BACA JUGA:KPK OTT Bupati Ponorogo, Diduga Terlibat Suap Mutasi dan Promosi Jabatan
Di hari yang sama, KPK menangkap 13 orang terkait penyerahan uang tersebut. Dua di antaranya adalah Sugiri Sancoko dan Yunus Mahatma. Penangkapan itu dilakukan untuk memastikan seluruh rangkaian kegiatan dapat ditelusuri secara lebih rinci, termasuk hubungan antara permintaan uang, proses pencairan, serta penyerahan dana yang ditengarai terkait sejumlah proyek dan jabatan.

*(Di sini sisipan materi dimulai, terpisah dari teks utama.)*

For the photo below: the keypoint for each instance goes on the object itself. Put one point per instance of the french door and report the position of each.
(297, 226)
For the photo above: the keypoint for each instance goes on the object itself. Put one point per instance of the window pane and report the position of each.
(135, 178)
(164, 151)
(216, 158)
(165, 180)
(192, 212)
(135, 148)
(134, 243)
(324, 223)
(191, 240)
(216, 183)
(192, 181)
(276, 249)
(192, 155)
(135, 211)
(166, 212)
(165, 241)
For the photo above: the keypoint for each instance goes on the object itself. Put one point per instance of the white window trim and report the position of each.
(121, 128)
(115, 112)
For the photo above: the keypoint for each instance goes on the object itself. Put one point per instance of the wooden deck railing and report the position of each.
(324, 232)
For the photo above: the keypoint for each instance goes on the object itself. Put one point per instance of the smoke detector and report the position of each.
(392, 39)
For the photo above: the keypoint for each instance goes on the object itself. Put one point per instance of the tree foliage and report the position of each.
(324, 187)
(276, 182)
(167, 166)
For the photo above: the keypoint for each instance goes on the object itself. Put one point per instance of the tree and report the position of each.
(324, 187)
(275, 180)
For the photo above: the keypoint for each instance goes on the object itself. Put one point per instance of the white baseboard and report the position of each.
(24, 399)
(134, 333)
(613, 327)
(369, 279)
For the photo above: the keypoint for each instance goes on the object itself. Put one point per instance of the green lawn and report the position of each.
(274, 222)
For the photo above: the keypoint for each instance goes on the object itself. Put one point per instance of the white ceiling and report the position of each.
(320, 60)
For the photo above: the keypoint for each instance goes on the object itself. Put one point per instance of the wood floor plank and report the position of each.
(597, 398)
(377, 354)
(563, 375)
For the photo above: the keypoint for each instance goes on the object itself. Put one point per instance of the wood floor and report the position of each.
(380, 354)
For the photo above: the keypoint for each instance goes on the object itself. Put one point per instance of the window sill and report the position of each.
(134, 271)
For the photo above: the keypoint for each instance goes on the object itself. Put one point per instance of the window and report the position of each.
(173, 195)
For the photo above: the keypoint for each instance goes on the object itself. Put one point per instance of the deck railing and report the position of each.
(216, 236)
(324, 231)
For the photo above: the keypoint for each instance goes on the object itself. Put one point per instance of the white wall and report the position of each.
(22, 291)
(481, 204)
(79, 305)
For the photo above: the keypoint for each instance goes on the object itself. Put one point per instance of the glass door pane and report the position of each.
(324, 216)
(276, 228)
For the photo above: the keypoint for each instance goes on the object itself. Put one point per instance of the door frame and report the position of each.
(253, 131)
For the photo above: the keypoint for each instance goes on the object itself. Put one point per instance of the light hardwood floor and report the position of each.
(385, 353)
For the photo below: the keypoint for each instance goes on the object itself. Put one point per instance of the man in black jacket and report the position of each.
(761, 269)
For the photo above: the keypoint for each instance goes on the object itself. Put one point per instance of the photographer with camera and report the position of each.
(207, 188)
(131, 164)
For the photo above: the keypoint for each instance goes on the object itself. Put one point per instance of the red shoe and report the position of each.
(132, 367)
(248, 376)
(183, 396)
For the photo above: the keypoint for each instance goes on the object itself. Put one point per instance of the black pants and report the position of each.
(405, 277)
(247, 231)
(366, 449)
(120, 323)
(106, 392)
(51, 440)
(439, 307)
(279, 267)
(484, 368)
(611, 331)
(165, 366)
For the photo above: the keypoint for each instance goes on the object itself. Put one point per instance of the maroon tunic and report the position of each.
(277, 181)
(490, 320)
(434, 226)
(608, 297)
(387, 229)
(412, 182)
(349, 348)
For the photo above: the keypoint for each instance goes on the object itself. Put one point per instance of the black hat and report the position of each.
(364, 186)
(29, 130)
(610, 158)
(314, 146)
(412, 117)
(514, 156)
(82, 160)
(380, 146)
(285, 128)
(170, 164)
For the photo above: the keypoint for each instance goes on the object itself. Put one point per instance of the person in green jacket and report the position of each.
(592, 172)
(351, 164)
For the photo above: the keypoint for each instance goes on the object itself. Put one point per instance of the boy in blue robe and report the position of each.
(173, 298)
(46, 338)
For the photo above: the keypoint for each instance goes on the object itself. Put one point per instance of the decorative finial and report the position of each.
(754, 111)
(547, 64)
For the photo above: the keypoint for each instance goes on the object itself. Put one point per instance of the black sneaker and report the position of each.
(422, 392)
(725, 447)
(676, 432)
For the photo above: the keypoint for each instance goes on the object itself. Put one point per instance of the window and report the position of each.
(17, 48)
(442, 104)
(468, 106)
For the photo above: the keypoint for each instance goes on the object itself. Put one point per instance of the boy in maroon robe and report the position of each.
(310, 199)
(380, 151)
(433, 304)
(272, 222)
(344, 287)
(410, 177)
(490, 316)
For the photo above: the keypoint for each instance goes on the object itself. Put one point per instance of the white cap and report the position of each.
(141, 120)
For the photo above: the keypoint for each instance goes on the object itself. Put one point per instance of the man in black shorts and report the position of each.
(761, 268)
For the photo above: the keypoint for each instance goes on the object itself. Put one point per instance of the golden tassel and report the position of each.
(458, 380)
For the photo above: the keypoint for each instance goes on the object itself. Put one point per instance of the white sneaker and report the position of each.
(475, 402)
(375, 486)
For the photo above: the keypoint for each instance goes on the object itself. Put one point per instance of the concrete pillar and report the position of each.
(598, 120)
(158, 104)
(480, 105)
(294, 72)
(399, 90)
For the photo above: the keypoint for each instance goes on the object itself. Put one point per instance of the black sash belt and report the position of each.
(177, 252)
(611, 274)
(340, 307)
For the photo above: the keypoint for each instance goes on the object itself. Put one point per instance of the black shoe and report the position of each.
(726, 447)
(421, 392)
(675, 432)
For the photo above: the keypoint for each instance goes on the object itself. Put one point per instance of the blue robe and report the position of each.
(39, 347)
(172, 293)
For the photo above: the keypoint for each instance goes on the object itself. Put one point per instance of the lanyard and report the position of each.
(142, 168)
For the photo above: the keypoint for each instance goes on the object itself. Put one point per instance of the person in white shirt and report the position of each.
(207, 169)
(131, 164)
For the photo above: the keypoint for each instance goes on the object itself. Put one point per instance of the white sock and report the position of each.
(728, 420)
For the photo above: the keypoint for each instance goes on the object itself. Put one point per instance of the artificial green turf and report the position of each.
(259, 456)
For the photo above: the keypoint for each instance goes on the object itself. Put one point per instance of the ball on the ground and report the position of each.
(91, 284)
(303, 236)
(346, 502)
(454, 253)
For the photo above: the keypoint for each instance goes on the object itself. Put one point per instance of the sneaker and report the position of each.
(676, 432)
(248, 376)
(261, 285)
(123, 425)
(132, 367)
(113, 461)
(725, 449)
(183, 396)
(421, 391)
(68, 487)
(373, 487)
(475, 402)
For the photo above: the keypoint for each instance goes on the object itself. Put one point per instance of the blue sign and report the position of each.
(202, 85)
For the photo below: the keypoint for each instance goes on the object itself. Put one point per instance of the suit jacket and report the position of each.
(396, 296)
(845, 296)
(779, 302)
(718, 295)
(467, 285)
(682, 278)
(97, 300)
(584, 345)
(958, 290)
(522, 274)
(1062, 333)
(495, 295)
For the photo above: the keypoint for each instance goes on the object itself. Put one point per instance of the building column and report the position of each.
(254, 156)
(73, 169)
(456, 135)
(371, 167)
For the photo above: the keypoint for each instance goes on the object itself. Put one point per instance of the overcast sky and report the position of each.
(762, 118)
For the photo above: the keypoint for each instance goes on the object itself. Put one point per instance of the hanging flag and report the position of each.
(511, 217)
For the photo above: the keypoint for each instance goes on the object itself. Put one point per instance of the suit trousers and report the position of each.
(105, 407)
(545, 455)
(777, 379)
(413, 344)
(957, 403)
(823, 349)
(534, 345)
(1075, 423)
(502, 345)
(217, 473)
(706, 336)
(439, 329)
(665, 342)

KPK menyampaikan bahwa operasi tersebut merupakan bagian dari tindakan cepat terhadap laporan dan temuan awal mengenai dugaan suap dan gratifikasi. Langkah itu diambil untuk mencegah terjadinya aliran dana lebih besar serta memastikan seluruh pihak yang terlibat dapat dimintai keterangan secara langsung. Pemeriksaan intensif kemudian dilakukan terhadap para pihak yang diamankan.
Pada 9 November 2025, KPK secara resmi mengumumkan empat orang sebagai tersangka dalam perkara itu. Penetapan tersebut dilakukan setelah pemeriksaan lanjutan, analisis barang bukti, serta klarifikasi dari pihak yang diamankan dalam OTT. KPK menegaskan bahwa penetapan tersangka dilakukan berdasarkan bukti yang dianggap cukup dan sesuai peraturan perundang-undangan.

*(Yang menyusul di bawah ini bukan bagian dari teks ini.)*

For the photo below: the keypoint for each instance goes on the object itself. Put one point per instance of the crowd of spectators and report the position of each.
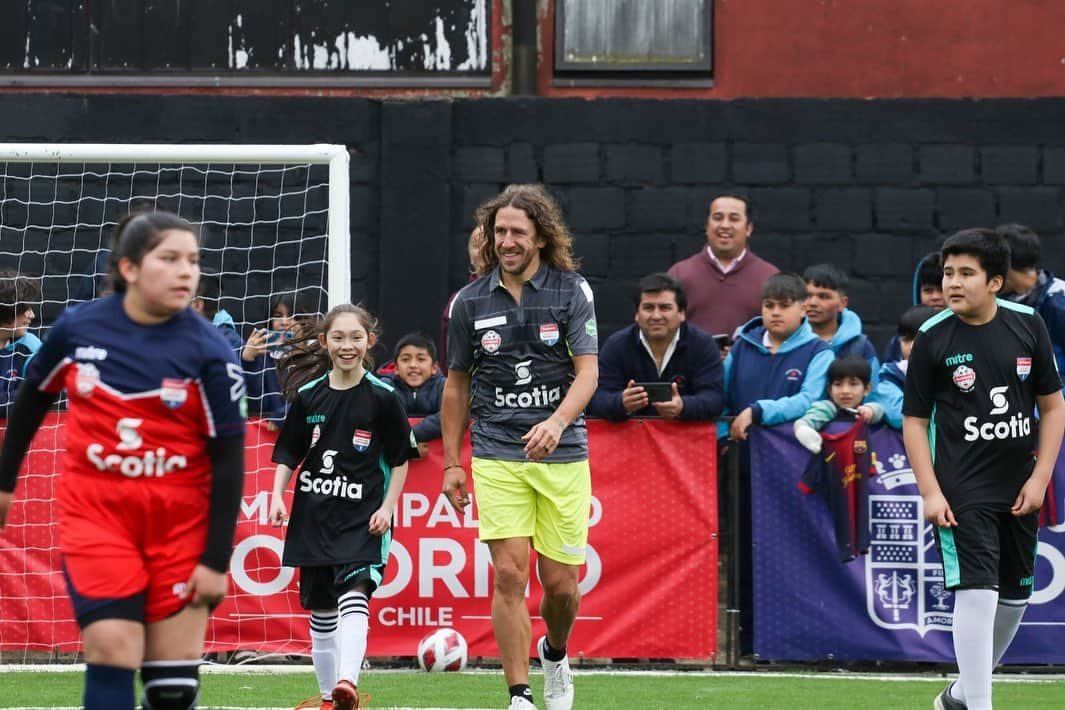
(723, 332)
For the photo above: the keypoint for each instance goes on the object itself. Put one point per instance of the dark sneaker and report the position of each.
(946, 702)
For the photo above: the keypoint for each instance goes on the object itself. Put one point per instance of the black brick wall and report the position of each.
(870, 185)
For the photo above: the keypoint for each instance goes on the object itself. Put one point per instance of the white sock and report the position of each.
(1008, 616)
(1006, 622)
(324, 649)
(973, 645)
(354, 627)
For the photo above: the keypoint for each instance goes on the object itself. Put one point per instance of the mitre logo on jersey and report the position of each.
(1023, 367)
(490, 342)
(549, 333)
(86, 378)
(174, 392)
(523, 372)
(361, 440)
(964, 377)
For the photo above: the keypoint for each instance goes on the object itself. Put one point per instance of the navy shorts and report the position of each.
(989, 549)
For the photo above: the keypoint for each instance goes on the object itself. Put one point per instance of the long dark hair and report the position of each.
(543, 211)
(138, 233)
(309, 360)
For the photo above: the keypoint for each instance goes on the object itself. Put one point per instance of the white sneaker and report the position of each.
(557, 680)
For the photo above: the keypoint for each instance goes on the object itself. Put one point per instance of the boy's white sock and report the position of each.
(354, 628)
(973, 645)
(324, 649)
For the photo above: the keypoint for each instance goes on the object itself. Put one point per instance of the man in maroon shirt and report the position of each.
(724, 280)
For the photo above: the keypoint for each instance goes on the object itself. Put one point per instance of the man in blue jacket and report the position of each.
(659, 347)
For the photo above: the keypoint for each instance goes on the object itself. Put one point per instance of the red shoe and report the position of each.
(345, 696)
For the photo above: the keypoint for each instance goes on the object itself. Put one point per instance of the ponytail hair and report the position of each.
(308, 359)
(138, 233)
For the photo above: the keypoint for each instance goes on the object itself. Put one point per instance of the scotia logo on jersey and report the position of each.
(965, 378)
(361, 440)
(1023, 367)
(174, 392)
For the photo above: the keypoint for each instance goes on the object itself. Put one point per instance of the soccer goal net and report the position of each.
(275, 242)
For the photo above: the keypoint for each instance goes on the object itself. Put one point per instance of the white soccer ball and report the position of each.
(442, 650)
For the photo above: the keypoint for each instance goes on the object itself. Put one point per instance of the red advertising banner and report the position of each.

Empat orang yang ditetapkan sebagai tersangka adalah Bupati Ponorogo Sugiri Sancoko (SUG), Direktur RSUD Dr. Harjono Ponorogo Yunus Mahatma (YUM), Sekretaris Daerah Ponorogo Agus Pramono (AGP), serta Sucipto (SC) dari unsur swasta yang merupakan rekanan RSUD Ponorogo. Keempatnya dianggap memiliki peran berbeda dalam tiga klaster dugaan tindak pidana korupsi yang sedang disidik.

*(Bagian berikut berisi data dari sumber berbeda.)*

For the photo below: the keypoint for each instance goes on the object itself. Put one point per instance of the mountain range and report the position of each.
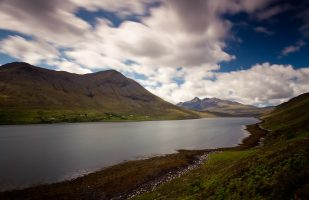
(30, 94)
(222, 107)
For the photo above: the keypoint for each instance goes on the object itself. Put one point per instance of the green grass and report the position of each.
(277, 170)
(108, 182)
(32, 116)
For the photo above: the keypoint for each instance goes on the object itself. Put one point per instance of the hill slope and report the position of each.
(277, 170)
(222, 107)
(30, 94)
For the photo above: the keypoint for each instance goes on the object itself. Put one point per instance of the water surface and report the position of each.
(36, 154)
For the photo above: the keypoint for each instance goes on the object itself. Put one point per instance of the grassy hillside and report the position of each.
(277, 170)
(30, 94)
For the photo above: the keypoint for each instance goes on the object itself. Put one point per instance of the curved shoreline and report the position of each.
(150, 173)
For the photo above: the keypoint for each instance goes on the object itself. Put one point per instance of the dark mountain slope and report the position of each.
(278, 169)
(33, 94)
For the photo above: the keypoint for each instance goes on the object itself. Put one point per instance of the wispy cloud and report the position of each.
(261, 29)
(293, 48)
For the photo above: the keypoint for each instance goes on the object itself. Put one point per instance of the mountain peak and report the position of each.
(195, 99)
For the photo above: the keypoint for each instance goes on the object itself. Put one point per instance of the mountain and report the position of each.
(276, 169)
(30, 94)
(222, 107)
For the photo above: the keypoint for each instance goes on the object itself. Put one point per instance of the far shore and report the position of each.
(130, 178)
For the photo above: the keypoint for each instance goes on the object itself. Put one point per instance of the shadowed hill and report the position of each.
(277, 169)
(30, 94)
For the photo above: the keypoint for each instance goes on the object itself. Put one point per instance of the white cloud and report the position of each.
(262, 84)
(176, 49)
(260, 29)
(293, 48)
(31, 51)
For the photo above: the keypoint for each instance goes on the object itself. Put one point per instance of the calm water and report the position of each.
(35, 154)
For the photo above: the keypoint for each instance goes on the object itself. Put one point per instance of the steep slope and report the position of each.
(30, 94)
(279, 169)
(222, 107)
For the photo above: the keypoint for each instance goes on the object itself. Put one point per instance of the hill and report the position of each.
(29, 94)
(223, 107)
(277, 169)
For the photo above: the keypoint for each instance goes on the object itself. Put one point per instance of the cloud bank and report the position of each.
(174, 49)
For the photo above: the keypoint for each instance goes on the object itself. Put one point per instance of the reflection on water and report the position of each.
(35, 154)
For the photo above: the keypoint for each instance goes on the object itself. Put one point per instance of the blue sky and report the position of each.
(177, 49)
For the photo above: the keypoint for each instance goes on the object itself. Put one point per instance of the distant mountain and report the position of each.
(30, 94)
(222, 107)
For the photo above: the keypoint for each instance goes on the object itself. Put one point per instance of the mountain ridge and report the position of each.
(222, 107)
(30, 94)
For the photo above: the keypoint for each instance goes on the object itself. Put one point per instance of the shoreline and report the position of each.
(134, 177)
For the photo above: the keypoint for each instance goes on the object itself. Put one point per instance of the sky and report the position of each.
(251, 51)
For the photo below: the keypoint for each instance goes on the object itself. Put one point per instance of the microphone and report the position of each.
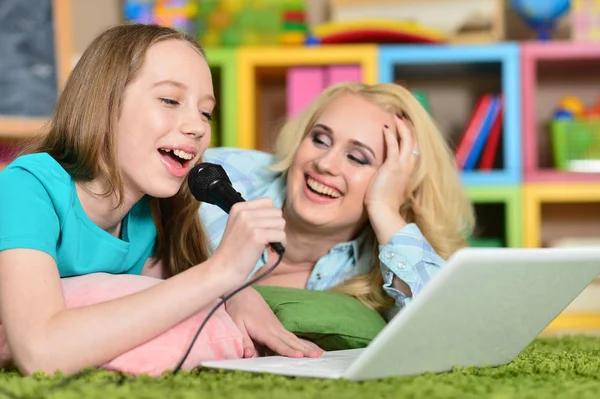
(209, 183)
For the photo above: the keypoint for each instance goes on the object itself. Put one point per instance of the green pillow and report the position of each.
(332, 320)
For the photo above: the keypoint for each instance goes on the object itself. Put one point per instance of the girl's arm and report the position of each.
(46, 336)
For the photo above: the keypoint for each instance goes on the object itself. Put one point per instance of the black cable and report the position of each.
(213, 310)
(122, 376)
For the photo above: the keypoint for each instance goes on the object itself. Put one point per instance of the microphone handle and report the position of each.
(224, 195)
(226, 198)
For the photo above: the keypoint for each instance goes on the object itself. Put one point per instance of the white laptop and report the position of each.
(482, 309)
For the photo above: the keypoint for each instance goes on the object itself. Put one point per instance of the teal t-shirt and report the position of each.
(40, 209)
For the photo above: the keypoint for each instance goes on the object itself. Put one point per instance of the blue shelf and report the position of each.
(507, 55)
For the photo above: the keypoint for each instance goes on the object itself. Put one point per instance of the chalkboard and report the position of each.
(28, 72)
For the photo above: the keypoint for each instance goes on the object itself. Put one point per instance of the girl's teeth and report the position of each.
(180, 153)
(321, 189)
(183, 154)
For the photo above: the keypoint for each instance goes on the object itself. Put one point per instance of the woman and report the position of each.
(371, 197)
(104, 191)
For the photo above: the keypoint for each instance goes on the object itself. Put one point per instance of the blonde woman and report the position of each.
(372, 201)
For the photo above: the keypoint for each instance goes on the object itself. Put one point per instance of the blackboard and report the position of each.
(28, 72)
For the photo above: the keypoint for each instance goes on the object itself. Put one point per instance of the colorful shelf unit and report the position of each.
(559, 210)
(222, 62)
(550, 71)
(270, 65)
(464, 73)
(498, 214)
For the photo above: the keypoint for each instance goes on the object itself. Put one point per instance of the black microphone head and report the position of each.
(202, 176)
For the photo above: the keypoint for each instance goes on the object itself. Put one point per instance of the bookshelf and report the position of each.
(263, 69)
(555, 210)
(550, 71)
(455, 76)
(222, 62)
(521, 201)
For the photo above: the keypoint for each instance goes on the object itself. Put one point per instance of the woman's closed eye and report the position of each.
(321, 139)
(359, 159)
(169, 101)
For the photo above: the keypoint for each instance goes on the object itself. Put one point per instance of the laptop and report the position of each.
(482, 309)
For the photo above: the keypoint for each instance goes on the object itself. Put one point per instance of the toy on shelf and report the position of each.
(575, 135)
(585, 15)
(375, 31)
(226, 23)
(177, 14)
(230, 23)
(457, 21)
(541, 15)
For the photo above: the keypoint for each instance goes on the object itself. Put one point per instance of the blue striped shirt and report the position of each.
(408, 255)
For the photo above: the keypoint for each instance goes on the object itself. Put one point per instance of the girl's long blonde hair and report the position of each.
(436, 200)
(81, 135)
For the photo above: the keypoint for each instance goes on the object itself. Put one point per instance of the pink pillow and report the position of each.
(220, 338)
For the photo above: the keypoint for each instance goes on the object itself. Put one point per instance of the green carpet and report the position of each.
(549, 367)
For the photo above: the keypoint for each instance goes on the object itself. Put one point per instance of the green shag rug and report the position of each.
(566, 367)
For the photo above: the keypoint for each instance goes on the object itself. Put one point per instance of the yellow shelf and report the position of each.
(250, 58)
(534, 195)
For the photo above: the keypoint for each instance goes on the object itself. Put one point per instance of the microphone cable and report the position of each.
(123, 376)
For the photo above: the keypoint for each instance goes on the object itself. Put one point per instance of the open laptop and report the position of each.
(482, 309)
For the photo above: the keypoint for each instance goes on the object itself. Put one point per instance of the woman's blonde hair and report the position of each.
(436, 200)
(81, 135)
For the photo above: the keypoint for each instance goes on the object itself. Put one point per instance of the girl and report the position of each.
(104, 191)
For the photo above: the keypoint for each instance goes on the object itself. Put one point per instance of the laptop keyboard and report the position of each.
(329, 361)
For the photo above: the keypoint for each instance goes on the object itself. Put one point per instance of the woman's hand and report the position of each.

BACA JUGA:Akhirnya Mantan Bupati Pesawaran Ditahan Usai Ditetapkan Tersangka Korupsi Proyek SPAM
Dalam klaster dugaan suap pengurusan jabatan, penerima suap disebut Sugiri Sancoko bersama Agus Pramono, sedangkan pemberi suapnya adalah Yunus Mahatma. Pada klaster dugaan suap terkait proyek pekerjaan di RSUD Ponorogo, penerima suap disebut Sugiri Sancoko bersama Yunus Mahatma dengan pemberi suap Sucipto. Sementara dalam klaster dugaan gratifikasi, penerimanya adalah Sugiri Sancoko, sedangkan pemberinya adalah Yunus Mahatma.
KPK memastikan penyidikan akan terus berjalan untuk menelusuri aliran dana, mencari kemungkinan keterlibatan pihak lain, dan memperkuat konstruksi perkara. Lembaga antikorupsi itu menegaskan komitmen untuk menindak segala bentuk penyalahgunaan wewenang yang melibatkan pejabat daerah. Proses lanjutan meliputi pemeriksaan tambahan, pemanggilan saksi, serta penyusunan berkas perkara untuk kebutuhan proses hukum berikutnya.